You see, what is so surprising, is that Jesus — the King — related himself personally with those who are last and least. An act of service to them, is an act of service to him. And this is the basis on which the judgement is made.

In this picture, Jesus reveals to us that God is not just a God for the poor. God does not practice compassion from a safe distance like a King looking on from a golden palace.

Instead, this is the God of the poor. The God who suffers with the vulnerable and the marginalised.

This God, we discover each Christmas, is born as human being not in a palace, but in a stable amongst the poor.

And this God calls us, Christ’s body, to live out the same radical solidarity with those who are last and least in our society today. Charity from a distance, while admirable, is not enough in itself.

Instead we are called to close the distance, to get our hands dirty even if it means getting wounded ourselves in the process. Just like Jesus, we are called to empty ourselves through loving, sacrificial service of others.

I am increasingly convinced that, if there is a future for the Church in our Western society, it won’t be because of the style or quality of our worship, or even the standard of our sermons. It will be because of our loving service to those in need, our solidarity with those whose voices are marginalised, our unrelenting pursuit of justice for the poor.

For some this approach will prove unpopular. Many, including if I’m honest myself, will struggle to relinquish our own power, privilege and comfort.

But we must learn again to see the face of Jesus in those who are least like us.
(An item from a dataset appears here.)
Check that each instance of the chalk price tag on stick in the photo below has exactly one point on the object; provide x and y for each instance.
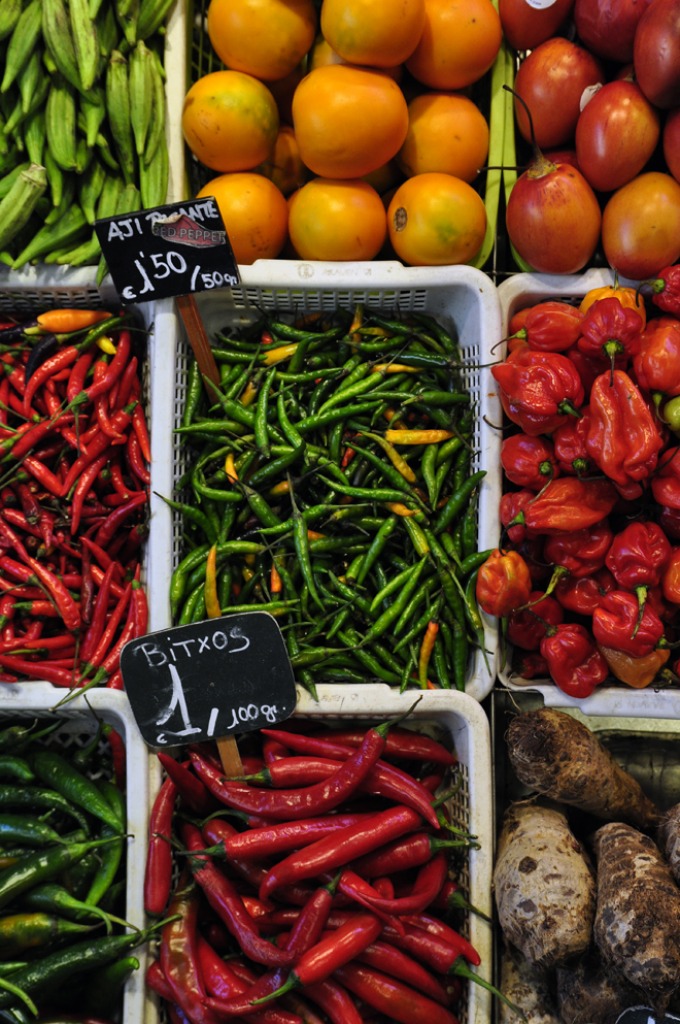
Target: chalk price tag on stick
(168, 251)
(209, 680)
To hear God’s voice in the experiences of those who are vulnerable and marginalised. To be Christ’s broken body, in a world which is broken and hurting.

Because it is in choosing the way of solidarity, sacrifice and service — it is in choosing to wrap up our own salvation with the salvation of those in desperate need around us — that we find salvation for ourselves.

Someone who has perhaps grasped this truth more than many in the Church today, is Pope Francis. In his words, but also through his actions, he has provided an example of a new way for those of us in positions of power, to live simply and generously.

In one of his very first sermons, having been elected Pope, he summed up his entire perspective when he said this:

‘I prefer a church which is bruised, hurting and dirty because it has been on the streets, rather than a church which is unhealthy from being confined and from clinging to its own security.’ 

In our time in the life of the Church, our choice is clear. No one would blame us for clinging to our own security, or safeguarding our own interests.

But so much more is possible, if we are willing to get our hands dirty, finding the face of Christ our King in the faces of the poor, the hurting and the vulnerable.